[HN Gopher] Brain learning differs fundamentally from artificial...
       ___________________________________________________________________
        
       Brain learning differs fundamentally from artificial intelligence
       systems
        
       Author : warkanlock
       Score  : 66 points
       Date   : 2024-11-27 20:00 UTC (3 hours ago)
        
 (HTM) web link (www.nature.com)
 (TXT) w3m dump (www.nature.com)
        
       | josefritzishere wrote:
       | Surprise factor zero.
        
       | tantalor wrote:
       | No shit, really?
        
       | isaacimagine wrote:
       | Wait, my brain doesn't do backprop over a pile of linear algebra
       | after having the internet rammed through it? No way that's crazy
       | /s
       | 
       | tl;dr: paper proposes a principle called 'prospective
       | configuration' to explain how the brain does credit assignment
       | and learns, as opposed to backprop. Backprop can lead to
       | 'catastrophic interference' where learning new things abalates
       | old associations, which doesn't match observed biological
       | processes. From what I can tell, prosp. config learns by solving
       | what the activations should have been to explain the error, and
       | then updates the weights in accordance, which apparently somehow
       | avoids abalating old associations. They then show how prosp.
       | config explains observed biological processes. Cool stuff, wish I
       | could find the code. There's some supplemental notes:
       | 
       | https://static-content.springer.com/esm/art%3A10.1038%2Fs415...
        
         | jiggawatts wrote:
         | The code: https://github.com/YuhangSong/Prospective-
         | Configuration
        
         | anon291 wrote:
         | This is like expressing surprise that a photon doesn't perform
         | relativistic calculations on its mini chalkboard.
         | 
         | A simulation of a thing is not thing itself, but it is
         | illuminating.
         | 
         | > pile of linear algebra
         | 
         | The entirety of physics is -- as you say -- a 'pile of linear
         | algebra' and 'backprop' (differential linear algebra...)
        
         | skissane wrote:
         | > Backprop can lead to 'catastrophic interference' where
         | learning new things abalates old associations, which doesn't
         | match observed biological processes.
         | 
         | Most people find that if you move away from a topic and into a
         | new one your knowledge of it starts to decay over time. 20+
         | years ago I had a job as a Perl and VB6 developer, I think most
         | of my knowledge of those languages has been evacuated to make
         | way for all the other technologies I've learned since (and 20
         | years of life experiences). Isn't that an example of "learning
         | new things ablates old associations"?
        
       | FrustratedMonky wrote:
       | "does not learn like human" does not mean "does not learn".
       | 
       | It is alien to us, that doesn't mean it is harmless.
        
       | nickpsecurity wrote:
       | Some are surprised that anyone would make this point, either the
       | title or the research.
       | 
       | It might be a response to the many, many claims in articles that
       | neural networks work like the brain. Even using terms like
       | neurons and synapses. With those claims getting widespread,
       | people also start building theories on top of them that make AI's
       | more like humans.
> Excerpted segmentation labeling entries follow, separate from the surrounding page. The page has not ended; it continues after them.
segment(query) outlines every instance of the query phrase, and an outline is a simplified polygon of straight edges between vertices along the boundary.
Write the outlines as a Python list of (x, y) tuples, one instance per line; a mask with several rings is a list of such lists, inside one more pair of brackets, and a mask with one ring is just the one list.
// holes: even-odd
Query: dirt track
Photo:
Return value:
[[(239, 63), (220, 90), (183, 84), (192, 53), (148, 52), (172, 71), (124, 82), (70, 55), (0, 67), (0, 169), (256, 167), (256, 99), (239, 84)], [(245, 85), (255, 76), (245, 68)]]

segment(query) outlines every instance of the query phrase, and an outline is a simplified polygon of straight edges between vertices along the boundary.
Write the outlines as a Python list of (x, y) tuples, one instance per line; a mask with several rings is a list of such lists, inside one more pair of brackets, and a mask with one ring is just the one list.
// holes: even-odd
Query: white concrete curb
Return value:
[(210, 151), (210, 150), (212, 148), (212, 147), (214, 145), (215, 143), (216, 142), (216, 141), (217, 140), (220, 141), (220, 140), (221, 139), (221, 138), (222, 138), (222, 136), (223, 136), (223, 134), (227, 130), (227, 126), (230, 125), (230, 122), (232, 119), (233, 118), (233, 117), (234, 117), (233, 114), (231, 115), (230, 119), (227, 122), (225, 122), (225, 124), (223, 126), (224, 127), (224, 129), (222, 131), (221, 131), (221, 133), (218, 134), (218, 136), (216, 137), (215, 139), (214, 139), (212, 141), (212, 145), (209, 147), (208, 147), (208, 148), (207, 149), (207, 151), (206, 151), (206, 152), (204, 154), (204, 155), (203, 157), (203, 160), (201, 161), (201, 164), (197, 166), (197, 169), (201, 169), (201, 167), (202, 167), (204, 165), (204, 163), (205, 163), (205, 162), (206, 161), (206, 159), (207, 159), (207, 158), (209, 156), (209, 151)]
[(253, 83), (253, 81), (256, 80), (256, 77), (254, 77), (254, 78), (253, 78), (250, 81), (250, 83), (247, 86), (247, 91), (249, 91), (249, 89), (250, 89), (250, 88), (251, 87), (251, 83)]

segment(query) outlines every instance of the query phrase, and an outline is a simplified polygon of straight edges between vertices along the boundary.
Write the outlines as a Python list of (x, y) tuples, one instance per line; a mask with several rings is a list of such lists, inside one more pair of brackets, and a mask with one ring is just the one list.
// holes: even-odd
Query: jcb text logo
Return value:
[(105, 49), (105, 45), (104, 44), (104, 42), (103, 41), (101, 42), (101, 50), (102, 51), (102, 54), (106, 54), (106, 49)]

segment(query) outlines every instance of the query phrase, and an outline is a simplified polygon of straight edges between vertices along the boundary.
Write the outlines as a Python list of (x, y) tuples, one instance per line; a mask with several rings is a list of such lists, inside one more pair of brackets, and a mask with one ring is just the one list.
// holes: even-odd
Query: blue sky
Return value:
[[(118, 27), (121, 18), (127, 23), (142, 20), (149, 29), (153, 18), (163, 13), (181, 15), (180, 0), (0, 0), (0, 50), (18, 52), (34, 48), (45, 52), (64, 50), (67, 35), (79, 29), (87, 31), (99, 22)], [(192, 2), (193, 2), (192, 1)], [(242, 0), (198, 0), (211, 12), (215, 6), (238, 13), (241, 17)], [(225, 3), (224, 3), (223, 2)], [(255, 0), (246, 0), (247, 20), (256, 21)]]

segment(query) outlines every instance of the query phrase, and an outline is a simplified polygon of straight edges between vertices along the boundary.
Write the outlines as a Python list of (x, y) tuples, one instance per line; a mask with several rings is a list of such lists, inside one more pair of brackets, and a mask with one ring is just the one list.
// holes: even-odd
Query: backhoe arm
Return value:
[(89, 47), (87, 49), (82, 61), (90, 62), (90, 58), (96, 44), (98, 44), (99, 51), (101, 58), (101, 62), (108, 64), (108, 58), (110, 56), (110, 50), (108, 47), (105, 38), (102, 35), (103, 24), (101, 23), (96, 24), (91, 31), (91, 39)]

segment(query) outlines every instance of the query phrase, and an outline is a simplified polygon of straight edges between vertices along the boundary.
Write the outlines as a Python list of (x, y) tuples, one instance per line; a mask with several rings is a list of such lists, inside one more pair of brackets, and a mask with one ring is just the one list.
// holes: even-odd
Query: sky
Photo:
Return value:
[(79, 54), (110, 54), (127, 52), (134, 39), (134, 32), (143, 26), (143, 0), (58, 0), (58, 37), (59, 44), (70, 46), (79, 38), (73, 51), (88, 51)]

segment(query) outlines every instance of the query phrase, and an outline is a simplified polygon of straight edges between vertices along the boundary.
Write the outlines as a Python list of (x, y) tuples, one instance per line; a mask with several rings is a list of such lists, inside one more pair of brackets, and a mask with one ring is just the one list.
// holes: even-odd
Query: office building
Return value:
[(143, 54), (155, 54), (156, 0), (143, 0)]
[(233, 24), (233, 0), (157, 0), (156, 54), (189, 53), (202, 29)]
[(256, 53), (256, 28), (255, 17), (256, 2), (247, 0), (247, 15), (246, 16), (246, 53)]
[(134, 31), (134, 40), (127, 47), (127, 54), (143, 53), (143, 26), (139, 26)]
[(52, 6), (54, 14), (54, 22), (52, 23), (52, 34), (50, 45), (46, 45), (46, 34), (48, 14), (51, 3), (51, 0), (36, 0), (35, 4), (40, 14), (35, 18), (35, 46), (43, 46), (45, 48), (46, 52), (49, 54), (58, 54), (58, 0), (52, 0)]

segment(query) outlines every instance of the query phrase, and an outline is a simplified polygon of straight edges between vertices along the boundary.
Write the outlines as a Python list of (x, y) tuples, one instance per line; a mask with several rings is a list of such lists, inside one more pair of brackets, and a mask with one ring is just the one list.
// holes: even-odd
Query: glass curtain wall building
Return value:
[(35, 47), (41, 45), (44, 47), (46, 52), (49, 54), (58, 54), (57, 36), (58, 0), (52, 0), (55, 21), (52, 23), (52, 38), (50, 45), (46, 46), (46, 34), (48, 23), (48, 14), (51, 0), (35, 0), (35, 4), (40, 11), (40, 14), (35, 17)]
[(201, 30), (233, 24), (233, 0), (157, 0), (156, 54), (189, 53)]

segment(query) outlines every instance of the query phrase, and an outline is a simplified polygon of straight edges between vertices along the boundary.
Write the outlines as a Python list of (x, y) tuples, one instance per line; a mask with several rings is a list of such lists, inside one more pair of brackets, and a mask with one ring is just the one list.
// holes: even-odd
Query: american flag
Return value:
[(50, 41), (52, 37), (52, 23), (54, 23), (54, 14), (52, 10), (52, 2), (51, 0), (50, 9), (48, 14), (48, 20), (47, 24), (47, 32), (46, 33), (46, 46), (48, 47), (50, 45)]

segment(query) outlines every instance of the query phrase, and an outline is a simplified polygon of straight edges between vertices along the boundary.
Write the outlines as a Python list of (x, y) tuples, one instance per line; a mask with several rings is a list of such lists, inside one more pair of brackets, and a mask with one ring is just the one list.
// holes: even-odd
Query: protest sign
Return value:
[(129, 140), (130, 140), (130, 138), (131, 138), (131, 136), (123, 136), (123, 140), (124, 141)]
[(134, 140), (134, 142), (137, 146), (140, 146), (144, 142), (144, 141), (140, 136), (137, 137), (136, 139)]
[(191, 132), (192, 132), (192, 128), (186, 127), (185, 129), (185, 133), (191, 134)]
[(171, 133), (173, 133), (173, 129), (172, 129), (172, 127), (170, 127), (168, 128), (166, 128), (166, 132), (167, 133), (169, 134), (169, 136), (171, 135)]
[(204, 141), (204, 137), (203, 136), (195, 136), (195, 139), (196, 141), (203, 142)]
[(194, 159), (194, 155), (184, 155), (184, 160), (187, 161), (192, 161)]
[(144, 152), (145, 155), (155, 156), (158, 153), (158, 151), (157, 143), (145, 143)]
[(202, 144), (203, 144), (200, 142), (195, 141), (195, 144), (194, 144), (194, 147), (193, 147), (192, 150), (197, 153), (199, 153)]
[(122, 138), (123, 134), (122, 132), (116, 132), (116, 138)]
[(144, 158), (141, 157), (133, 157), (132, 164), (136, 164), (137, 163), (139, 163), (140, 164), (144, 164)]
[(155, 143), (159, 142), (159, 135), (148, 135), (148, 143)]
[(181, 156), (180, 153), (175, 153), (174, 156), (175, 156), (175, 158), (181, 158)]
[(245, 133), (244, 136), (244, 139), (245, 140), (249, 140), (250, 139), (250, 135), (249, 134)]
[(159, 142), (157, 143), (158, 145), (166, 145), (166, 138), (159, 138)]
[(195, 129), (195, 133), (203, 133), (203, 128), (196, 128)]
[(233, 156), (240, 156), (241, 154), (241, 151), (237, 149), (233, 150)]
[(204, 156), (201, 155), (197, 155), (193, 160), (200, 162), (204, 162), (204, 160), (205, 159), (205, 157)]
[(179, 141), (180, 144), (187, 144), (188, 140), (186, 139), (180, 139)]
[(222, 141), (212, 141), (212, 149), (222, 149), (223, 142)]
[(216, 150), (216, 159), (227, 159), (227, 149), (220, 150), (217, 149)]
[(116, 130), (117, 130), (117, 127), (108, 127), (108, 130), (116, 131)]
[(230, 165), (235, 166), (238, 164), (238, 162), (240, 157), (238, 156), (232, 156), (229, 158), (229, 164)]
Then, we won't need humans or they'll be
       | extinct or something.
       | 
       | Many of us whom are tired of that are both countering it and just
       | using different terms for each where possible. So, I'm calling
       | the AI's models, saying model training instead of learning, and
       | finding and acting on patterns in data. Even laypeople seem to
       | understand these terms with less confusion about them being just
       | like brains.
        
         | skissane wrote:
         | > It might be a response to the many, many claims in articles
         | that neural networks work like the brain. Even using terms like
         | neurons and synapses.
         | 
         | Artificial neural networks originated as simplified models of
         | how the brain actually works. So they really do "work like the
         | brain" in the sense of taking inspiration from certain
         | rudiments of its workings. The problem is "like" can mean
         | anything from "almost the same as" to "in a vaguely resembling
         | or reminiscent way". The claim that artificial neural networks
         | "work like the brain" is false under the first reading of
         | "like" but true under the second.
        
         | anon291 wrote:
         | > Even using terms like neurons and synapses. With those claims
         | getting widespread, people also start building theories on top
         | of them that make AI's more like humans.
         | 
         | Except the networks studied here for prospective configuration
         | are ... neural networks. No changes to the architecture have
         | been proposed, only a new learning algorithm.
         | 
         | If anything, this article lends credence to the idea that ANNs
         | do -- at some level -- simulate the same kind of thing that
         | goes on in the brain. That is to say that the article posits
         | that some set of weights would replicate the brain pretty
         | closely. The issue is how to find those weights. Backprop is
         | one of many known -- and used -- algorithms . It is liked
         | because the mechanism is well understood (function minimization
         | using calculus). There have been many other ways suggested to
         | train ANNs (genetic algorithms, annealing, etc). This one
         | suggests an energy based approach, which is also not novel.
        
       | johnea wrote:
       | Was a study really necessary for this?
       | 
       | Do "AI" fanbois really think LLMs work like a biological brain?
       | 
       | This only reinforces the old maxim: Artificial intelligence will
       | never be a match for natural stupidity
        
         | jprete wrote:
         | Claims that LLMs work like human brains were common at the
         | start of this AI wave. There are still lots of fanboys who
         | defend accusations of rampant copyright infringement with the
         | claim that AI model training should be treated like human brain
         | learning.
        
           | 2OEH8eoCRo0 wrote:
           | It only learns like a human when I use it to rip-off other
           | people's work.
        
         | zby wrote:
         | I did not read the article - but I guess it all depends on the
         | level of abstraction we are talking about. There is a very
         | abstract level where you can say that AI learns like a
         | biological brain and there is a level where you would say that
         | a particular human brain learns in a different way than another
         | particular human brain.
        
         | anon291 wrote:
         | > Do "AI" fanbois really think LLMs work like a biological
         | brain?
         | 
         | If you read the article you'd know two things: (1) the article
         | explicitly calls out Hopfield networks as being more bio-
         | similar (Hopfield networks are intricately connected to
         | attention layers) and (2) the overall architecture (the
         | inference pass) of the networks studied here remain unmodified.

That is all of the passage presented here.